I gadget sono: pile, un occhio di gomma, una tabella delle proteine, una forcina dorata, un cucchiaino lente d’ingrandimento, un anello di plastica dorato e una macchina fotografica delle dimensioni di un dado. Così procede, «da un’assurdità all’altra», al ritmo incalzante dell’avventura. Perché tutto è lecito nella brama di raccontare da romanzo d’appendice: è questa la forma di diluire il marmo (il genere Romanzo, con l’iniziale maiuscola), di poter raccontare a partire dalla semplicità del proprio corpo, dal piacere di pronunciare una parola, “marmo”, lasciando che l’immaginazione filtri e agisca nelle porosità della parola.

C’è un’immagine che dà inizio al viaggio, e che innesca la proliferazione di storie che seguiranno. Ma non si accumulano «immagini semplicemente per hobby», c’è un’etica e una responsabilità di fronte a questo turbine che tutto trascina via con sé, ci sono conseguenze da tener in conto: «Chi poteva garantirmi che Jonathan sarebbe uscito indenne dalla frammentazione delle immagini? O forse dovrei dire: dalla irresponsabilità delle immagini. La superficialità delle immagini. Le immagini prive di funzione, giocherellone, ballerine, cubiste, astratte… Ciò le rendeva adatte come veicolo per attraversare l’identità dei mondi, ma nulla garantiva che fossero adatte, piuttosto il contrario, per riconfigurare un organismo in grado di funzionare […] La mia responsabilità di fronte al mondo si è trasferita, senza ridursi, su questo ragazzo cinese che il destino aveva messo sulla mia strada».

Così Aira crea mondi: a partire da elementi quotidiani, triviali, da ciò che ci circonda nel modo più immediato, ma sempre esercitando il suo diritto a demistificare e decodificare ciò che all’apparenza è inalterabile. Così elabora stereotipi, generi, proverbi, metafore, mezzi di comunicazione, coscienza di classe. Mai tralascia di sondare la “doppiezza” della parola nel suo oscillare tra significato figurativo e letterale.

In questo senso il marmo (quello dei monumenti, di Carrara, dei busti di grandi scrittori, delle lapidi) è diluito sino a diventare proto-marmo, la forma più insignificante di resto da dare in un supermercato cinese e allo stesso tempo un esperimento extraterrestre degno della più azzardata fantascienza.

Tuttavia il narratore, che si dichiara devoto a Zezè e l’albero d’arance, disdegna la fantascienza, e fa di tutto per non cadere nelle maglie di quel genere. Nonostante si invochino glin extraterresti, Aira piega intenzionalmente la trama in modo da evitare la «suddetta narrativa di genere».

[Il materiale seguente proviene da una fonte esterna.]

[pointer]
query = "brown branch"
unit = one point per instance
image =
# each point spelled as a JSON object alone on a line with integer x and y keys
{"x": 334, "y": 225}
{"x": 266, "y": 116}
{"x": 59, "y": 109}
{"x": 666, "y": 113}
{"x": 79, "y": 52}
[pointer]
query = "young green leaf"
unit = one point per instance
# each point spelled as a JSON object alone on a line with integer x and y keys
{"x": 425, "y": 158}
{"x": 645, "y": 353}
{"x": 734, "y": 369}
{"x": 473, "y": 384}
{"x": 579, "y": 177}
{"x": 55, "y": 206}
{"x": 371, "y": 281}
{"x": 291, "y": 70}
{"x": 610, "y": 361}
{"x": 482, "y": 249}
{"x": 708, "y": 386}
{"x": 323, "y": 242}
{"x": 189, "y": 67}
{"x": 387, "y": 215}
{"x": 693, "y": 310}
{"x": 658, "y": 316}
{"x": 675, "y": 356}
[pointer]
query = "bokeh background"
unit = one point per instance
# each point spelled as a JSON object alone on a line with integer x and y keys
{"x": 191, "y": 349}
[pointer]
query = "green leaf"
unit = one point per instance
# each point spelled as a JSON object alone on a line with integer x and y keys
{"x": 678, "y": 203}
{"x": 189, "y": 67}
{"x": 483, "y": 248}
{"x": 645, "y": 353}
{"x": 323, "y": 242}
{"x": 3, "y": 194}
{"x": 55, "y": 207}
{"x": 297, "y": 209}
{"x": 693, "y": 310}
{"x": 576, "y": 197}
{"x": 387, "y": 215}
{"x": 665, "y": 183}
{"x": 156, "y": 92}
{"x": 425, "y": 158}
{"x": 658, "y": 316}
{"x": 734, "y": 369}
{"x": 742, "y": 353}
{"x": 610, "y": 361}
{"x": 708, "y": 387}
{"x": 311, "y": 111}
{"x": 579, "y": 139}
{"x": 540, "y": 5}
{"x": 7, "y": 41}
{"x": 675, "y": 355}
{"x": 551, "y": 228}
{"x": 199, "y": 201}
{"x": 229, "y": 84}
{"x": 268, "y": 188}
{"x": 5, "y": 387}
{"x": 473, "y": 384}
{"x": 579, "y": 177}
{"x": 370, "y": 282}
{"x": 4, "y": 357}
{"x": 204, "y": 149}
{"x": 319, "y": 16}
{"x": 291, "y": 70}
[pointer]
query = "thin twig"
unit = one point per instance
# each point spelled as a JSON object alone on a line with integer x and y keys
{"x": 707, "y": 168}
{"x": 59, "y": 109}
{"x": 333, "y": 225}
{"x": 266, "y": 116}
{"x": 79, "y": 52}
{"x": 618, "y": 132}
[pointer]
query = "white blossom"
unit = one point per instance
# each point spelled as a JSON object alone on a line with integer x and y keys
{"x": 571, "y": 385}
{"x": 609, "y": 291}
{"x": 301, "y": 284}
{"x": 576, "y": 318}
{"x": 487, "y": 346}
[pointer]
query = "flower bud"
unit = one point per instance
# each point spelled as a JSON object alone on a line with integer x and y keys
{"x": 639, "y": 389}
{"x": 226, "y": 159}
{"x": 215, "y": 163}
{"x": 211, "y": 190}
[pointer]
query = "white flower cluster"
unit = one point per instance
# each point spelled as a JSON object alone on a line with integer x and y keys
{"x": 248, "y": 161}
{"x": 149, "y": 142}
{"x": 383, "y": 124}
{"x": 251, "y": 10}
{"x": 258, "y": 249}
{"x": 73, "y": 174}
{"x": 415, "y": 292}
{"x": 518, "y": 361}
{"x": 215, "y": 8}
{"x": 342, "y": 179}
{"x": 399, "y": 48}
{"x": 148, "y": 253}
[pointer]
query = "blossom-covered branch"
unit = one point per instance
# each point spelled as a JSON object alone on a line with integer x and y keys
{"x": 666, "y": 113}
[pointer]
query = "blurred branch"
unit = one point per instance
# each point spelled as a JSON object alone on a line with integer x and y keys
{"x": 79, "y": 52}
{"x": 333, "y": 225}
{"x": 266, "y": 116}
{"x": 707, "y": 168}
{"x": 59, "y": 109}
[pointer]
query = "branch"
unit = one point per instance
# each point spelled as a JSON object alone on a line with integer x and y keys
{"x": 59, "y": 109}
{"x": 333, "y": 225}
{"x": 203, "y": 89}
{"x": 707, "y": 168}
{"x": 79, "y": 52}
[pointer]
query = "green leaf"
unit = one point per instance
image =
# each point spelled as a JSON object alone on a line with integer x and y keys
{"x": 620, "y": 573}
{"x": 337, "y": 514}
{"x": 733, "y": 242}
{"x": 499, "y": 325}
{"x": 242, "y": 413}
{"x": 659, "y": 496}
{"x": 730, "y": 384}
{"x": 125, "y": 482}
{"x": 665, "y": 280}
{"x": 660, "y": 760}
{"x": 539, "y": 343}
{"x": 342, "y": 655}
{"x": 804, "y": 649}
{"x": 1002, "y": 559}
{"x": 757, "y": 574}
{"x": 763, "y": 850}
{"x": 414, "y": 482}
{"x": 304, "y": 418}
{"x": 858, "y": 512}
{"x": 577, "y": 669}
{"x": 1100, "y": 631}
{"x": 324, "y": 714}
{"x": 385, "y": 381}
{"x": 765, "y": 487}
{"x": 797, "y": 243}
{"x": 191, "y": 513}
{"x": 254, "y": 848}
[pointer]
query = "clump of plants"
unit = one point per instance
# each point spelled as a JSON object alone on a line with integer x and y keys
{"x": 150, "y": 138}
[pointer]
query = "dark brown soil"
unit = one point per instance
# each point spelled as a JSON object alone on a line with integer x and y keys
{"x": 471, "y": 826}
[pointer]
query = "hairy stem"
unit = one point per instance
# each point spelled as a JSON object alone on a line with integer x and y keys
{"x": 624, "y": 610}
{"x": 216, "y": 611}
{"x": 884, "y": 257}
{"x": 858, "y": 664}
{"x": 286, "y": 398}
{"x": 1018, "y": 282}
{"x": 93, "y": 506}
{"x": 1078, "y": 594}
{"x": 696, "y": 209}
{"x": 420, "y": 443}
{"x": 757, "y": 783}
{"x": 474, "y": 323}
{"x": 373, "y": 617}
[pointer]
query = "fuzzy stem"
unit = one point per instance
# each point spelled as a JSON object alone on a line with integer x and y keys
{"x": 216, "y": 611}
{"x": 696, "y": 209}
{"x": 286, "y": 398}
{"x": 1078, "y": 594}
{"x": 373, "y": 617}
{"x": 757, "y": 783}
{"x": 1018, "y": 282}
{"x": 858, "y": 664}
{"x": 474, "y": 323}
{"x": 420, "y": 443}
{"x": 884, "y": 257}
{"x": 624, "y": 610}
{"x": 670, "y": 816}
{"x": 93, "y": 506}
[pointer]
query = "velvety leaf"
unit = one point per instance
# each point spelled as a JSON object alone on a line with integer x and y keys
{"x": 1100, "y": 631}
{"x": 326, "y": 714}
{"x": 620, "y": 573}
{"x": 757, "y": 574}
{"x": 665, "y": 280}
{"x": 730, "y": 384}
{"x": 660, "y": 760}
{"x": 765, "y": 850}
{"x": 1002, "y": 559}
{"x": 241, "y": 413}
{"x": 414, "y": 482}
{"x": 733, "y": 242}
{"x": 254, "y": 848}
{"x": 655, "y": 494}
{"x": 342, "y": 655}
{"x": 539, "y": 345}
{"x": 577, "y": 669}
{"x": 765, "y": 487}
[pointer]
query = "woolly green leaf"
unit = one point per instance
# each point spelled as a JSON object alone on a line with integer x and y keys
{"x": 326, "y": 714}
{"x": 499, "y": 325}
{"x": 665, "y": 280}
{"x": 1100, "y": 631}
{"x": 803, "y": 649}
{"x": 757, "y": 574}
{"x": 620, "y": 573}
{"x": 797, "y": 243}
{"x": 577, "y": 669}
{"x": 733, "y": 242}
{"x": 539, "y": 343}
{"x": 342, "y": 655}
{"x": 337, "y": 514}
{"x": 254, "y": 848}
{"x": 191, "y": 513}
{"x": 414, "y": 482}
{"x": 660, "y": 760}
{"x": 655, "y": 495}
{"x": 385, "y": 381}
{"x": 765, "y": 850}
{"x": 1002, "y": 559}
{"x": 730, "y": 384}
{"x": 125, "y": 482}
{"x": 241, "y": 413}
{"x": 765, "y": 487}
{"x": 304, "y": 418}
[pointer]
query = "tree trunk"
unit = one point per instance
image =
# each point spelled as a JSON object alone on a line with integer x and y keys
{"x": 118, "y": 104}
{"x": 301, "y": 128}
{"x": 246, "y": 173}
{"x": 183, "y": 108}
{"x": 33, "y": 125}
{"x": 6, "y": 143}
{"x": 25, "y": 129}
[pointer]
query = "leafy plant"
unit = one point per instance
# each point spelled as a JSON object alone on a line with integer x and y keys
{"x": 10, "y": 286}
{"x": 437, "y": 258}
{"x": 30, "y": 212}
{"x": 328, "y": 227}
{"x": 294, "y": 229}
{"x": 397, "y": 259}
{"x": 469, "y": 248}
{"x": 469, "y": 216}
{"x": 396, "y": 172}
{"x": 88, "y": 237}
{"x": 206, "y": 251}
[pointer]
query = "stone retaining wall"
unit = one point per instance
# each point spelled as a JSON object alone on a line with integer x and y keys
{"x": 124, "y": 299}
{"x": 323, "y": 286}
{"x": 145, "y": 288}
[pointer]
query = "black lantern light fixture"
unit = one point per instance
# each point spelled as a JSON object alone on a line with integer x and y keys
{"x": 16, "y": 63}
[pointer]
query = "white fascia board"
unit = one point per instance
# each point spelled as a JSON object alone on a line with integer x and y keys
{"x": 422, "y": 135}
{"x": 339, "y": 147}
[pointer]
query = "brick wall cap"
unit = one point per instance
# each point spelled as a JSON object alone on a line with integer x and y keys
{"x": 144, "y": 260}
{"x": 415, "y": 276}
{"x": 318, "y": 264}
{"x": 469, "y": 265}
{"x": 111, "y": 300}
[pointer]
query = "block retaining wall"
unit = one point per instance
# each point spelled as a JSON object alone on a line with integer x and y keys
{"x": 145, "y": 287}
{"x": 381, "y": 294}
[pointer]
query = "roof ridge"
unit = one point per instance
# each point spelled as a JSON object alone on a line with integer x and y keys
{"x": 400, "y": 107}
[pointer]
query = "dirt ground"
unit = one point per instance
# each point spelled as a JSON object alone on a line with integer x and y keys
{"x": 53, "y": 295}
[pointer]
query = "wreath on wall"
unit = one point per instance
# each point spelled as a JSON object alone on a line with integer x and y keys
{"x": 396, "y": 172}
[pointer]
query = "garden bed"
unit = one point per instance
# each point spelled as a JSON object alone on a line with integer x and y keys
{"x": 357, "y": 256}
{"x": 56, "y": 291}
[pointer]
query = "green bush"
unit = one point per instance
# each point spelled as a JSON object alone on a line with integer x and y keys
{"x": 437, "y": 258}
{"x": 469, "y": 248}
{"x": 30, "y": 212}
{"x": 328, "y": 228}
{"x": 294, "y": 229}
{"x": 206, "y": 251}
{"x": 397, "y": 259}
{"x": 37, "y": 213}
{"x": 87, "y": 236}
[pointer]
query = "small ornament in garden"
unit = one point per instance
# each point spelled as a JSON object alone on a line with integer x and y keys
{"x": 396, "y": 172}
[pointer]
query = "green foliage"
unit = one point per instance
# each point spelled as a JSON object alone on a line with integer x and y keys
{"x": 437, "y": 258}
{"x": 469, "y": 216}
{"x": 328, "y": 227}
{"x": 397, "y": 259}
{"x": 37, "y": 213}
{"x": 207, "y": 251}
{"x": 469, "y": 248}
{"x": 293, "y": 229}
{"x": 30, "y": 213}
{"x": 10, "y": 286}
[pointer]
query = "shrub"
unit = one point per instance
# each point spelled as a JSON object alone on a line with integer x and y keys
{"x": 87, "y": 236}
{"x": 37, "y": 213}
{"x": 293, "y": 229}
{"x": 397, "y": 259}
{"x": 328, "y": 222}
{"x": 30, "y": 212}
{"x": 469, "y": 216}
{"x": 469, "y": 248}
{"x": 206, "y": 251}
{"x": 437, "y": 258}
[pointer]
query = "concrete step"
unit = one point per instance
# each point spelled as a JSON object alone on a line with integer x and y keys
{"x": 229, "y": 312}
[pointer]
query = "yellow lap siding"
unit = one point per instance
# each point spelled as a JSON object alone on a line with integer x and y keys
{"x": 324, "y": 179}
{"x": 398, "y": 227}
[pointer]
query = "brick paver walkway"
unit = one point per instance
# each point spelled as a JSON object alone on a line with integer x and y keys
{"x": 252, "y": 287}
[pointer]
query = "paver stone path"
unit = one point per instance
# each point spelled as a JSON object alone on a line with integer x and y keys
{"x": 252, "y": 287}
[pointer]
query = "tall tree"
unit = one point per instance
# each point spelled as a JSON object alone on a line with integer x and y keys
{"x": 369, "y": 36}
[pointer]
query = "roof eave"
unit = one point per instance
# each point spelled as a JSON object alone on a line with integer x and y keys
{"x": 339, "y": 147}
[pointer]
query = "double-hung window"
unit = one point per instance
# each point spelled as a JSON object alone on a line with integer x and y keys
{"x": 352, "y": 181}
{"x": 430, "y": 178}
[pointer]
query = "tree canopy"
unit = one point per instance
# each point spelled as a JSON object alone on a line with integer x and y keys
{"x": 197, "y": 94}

Come un essere alieno Aira decifra e disarticola i codici culturali per inocularvi il virus del nuovo, del piccolo, del folle, che, muovendo dalla noia, dalla rassegnazione o dall’ispirazione, genera comunque sia scrittura, brandendo sempre la lucidità delirante di colui che da un momento all’altro dirà qualcosa di illuminante.

Come se una statua prendesse vita.

Come se un carrello della spesa si mettesse a parlare.
Il romanzo breve di Aira resuscita ciò che si era pietrificato nella struttura marmorea del Romanzo. Il marmo è la lapide mortuaria, ciò contro cui si ribella la vita (la scrittura) nella sua brama di sussistenza. Da qui la lotta per l’inclassificabile, per l’infinitamente unico, per trovare una «differenza nell’identico» in grado di reintrodurci nel regno del tempo dove la nostalgia è una realtà.